Ils s’exécutèrent et le lit roulant s’éloigna lentement dans le couloir, disparut au tournant, emportant sa « création » vers le début de la vie.

   Dans les heures qui suivirent l’aboutissement du projet, Satgen et son équipe se retrouvèrent dans une petite salle un peu à l’écart des autres, près de l’entrée secondaire du laboratoire. On y ouvrit une bouteille de liqueur, conservée spécialement pour l’occasion et deux secrétaires arrivèrent les bras chargés de mets certes frugaux mais idéaux pour cette réunion de fête. Voyant la boisson arriver, un des docteurs présents, la montrant du doigt, s’exclama en riant :
- Aaah !… du « Genkalhas » ! Le meilleur du coin… Il nous vient des serres de ce bon vieux laboratoire !
Une fois tout le monde en place, le professeur Satgen s’avança vers un bureau, s’y appuya et prit la parole :
- Messieurs, mes chers collègues ! Je lève mon verre à toute cette formidable équipe qui, au bout d’un travail acharné au prix parfois de quelques sacrifices, a réussi l’impossible. Aujourd’hui est un jour de gloire pour notre laboratoire ! Bravo à tous !…
Tout le monde à la ronde leva son verre, en lançant des cris d’approbation.
- … l’opportunité qui nous a été offerte par le Gouvernement de prouver notre valeur nous a permis, une fois de plus, de faire avancer la science, poursuivit-il. C’est une récompense collective et, pour moi, un bel avancement en prime dans ma carrière, ajouta-t-il d’un air moqueur.
Il n’y eut dans l’assistance que quelques réactions de joie, les autres se demandant sur quel ton ils devaient prendre ces dernières paroles.
- … pour finir, je voudrais tous vous remercier, chers confrères ! Bravo pour cette belle réussite !… Et maintenant, l’heure est à la fête ! Régalez-vous !… Mais n’oubliez pas de reprendre le travail ensuite !

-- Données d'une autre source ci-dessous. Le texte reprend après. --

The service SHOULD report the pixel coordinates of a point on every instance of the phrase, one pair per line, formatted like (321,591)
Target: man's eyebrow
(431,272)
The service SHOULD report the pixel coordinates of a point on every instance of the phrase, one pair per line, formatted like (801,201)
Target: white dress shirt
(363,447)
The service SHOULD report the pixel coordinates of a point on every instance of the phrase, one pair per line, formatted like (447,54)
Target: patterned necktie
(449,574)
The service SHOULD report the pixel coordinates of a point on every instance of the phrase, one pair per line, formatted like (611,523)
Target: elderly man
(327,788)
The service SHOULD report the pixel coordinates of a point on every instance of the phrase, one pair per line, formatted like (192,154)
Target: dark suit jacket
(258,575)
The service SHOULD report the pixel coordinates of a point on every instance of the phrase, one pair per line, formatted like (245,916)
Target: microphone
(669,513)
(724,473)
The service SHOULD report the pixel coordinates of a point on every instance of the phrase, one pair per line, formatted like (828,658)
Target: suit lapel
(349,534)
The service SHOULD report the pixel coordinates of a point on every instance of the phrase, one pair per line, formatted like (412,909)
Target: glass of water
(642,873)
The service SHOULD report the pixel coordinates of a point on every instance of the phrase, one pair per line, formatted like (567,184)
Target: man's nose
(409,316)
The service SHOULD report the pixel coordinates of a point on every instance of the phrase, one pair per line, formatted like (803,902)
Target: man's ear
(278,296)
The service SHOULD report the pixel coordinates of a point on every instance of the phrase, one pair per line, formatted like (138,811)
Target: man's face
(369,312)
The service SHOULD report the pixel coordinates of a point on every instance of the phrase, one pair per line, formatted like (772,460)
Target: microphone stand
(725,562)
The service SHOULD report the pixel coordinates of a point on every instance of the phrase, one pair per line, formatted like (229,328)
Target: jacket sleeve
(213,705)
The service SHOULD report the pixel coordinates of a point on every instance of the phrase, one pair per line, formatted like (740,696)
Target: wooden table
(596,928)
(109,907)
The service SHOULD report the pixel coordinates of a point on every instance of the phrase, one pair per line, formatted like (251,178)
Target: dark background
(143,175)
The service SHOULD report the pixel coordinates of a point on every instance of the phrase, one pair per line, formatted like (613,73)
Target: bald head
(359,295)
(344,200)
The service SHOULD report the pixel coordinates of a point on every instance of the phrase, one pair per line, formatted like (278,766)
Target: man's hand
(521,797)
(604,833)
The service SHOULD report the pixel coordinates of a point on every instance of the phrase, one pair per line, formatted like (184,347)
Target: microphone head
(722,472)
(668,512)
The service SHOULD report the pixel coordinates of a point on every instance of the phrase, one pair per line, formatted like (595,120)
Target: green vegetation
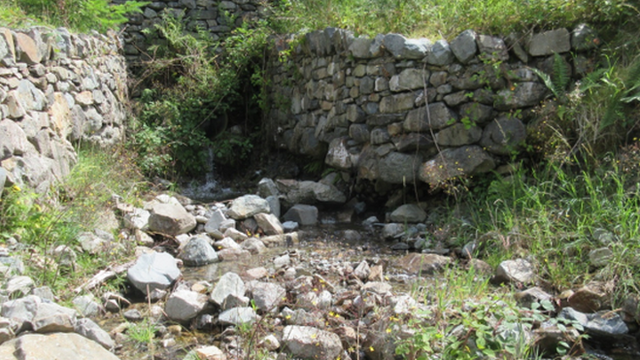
(465,318)
(447,18)
(46,226)
(78,15)
(197,89)
(143,332)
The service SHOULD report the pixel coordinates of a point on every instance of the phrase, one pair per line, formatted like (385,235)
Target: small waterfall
(206,189)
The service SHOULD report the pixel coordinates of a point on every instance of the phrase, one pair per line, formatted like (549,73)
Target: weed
(143,332)
(446,18)
(197,87)
(79,15)
(46,225)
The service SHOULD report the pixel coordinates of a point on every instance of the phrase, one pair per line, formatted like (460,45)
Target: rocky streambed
(229,280)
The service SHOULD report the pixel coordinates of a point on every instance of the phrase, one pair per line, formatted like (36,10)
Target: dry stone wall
(216,17)
(401,110)
(57,89)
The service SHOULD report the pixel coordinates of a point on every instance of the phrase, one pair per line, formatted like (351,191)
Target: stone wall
(57,89)
(399,110)
(216,17)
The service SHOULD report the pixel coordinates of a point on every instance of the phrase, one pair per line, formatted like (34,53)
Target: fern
(632,83)
(560,79)
(561,73)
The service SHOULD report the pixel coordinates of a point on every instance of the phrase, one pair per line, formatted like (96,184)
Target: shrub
(194,84)
(79,15)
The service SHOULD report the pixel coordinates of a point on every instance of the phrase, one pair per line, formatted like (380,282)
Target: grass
(556,216)
(43,222)
(447,18)
(464,318)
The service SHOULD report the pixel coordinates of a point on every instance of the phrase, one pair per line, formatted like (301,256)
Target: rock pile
(296,298)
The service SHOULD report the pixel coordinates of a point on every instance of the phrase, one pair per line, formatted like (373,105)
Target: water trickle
(206,188)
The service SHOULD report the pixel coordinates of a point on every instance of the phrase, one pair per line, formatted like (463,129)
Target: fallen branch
(103,275)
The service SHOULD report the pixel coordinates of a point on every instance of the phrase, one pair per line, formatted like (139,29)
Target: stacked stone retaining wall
(57,89)
(218,18)
(400,110)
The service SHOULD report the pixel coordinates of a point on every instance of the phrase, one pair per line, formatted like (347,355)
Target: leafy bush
(79,15)
(195,84)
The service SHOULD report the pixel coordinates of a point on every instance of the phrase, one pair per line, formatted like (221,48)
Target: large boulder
(307,342)
(247,206)
(171,219)
(408,213)
(153,271)
(58,346)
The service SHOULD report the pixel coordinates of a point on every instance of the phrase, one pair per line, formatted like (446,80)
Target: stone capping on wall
(361,103)
(57,89)
(216,17)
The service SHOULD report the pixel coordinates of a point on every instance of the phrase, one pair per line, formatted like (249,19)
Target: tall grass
(556,214)
(43,222)
(447,18)
(79,15)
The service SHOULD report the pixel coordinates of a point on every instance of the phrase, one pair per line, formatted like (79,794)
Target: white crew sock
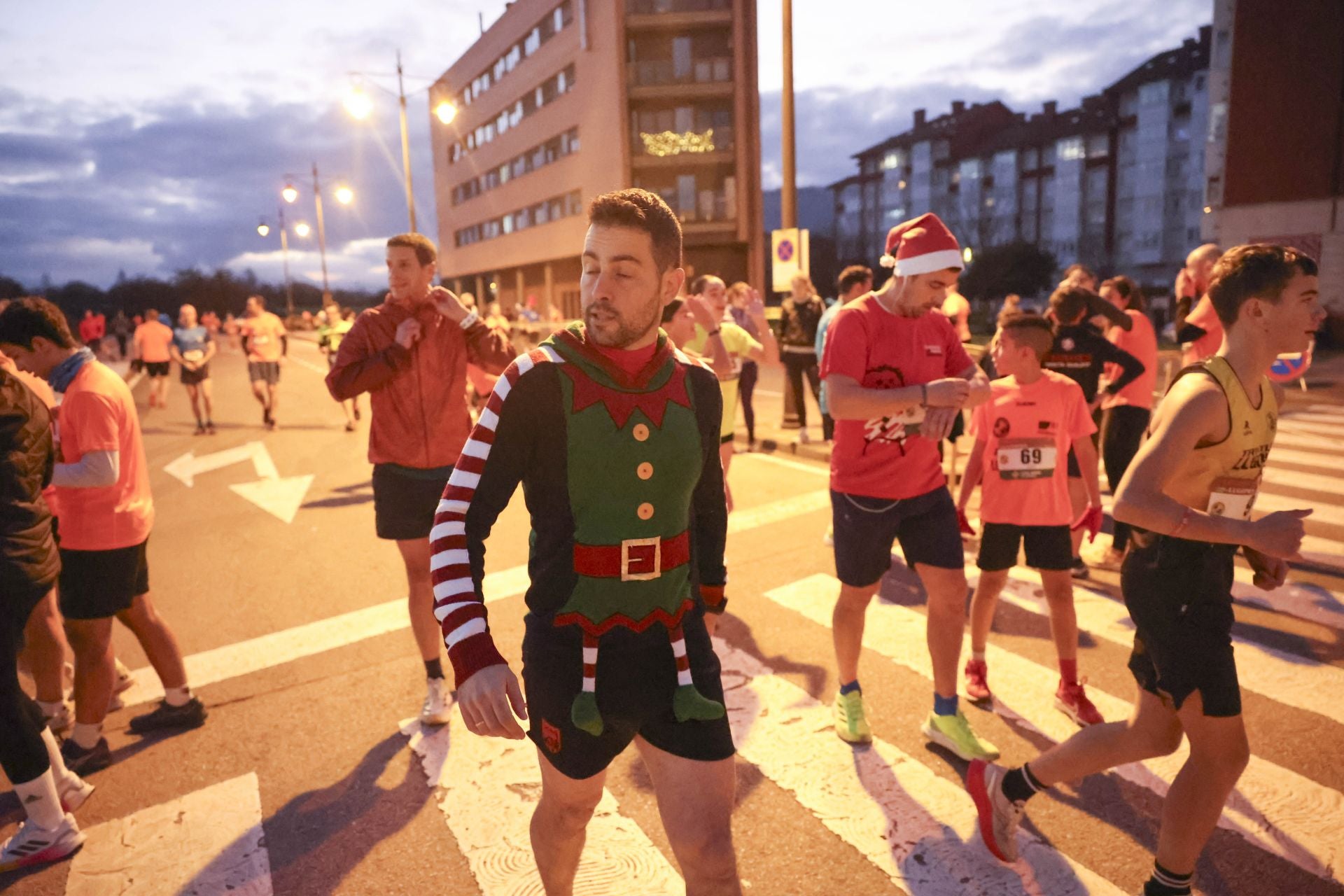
(41,801)
(86,735)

Des applaudissements se firent entendre un peu partout.
«  A votre santé, Professeur ! ».
   La collation ne dura qu’une demi-heure, car il était clair dans l’esprit d’un scientifique que les rares moments d’évasion se devaient d’être courts pour être mieux appréciés et, rapidement, l’étude reprenait ses droits.
Avant de partir, deux collaborateurs de Satgen abordèrent la question du nom final du projet abouti.
- Concernant le nom, professeur… Nous restons sur ce que nous avions défini au début du programme ?
- Tout à fait ! Le nom est depuis longtemps choisi… Il marqua une courte pause comme pour jauger son auditoire, puis décréta : « L’enfant s’appellera Sorkleen ! ».

   Sorkleen ! Ce nom, dont la mention seule suffit à évoquer la légende, était celui d’un officier disparu au cours d’une grande bataille lors de laquelle il avait fait preuve de ténacité, de bravoure et de bonté, sauvant des griffes ennemies plusieurs de ses compatriotes et terrassant à lui seul une partie des opposants. Depuis lors, ce nom était devenu synonyme de loyauté, de générosité et d’audace. Il semblait résonner aux oreilles du professeur Satgen comme un accord de violon aux notes tendres et délicates. Il l’emplissait d’un orgueil incommensurable car sa réussite était aussi sa vengeance.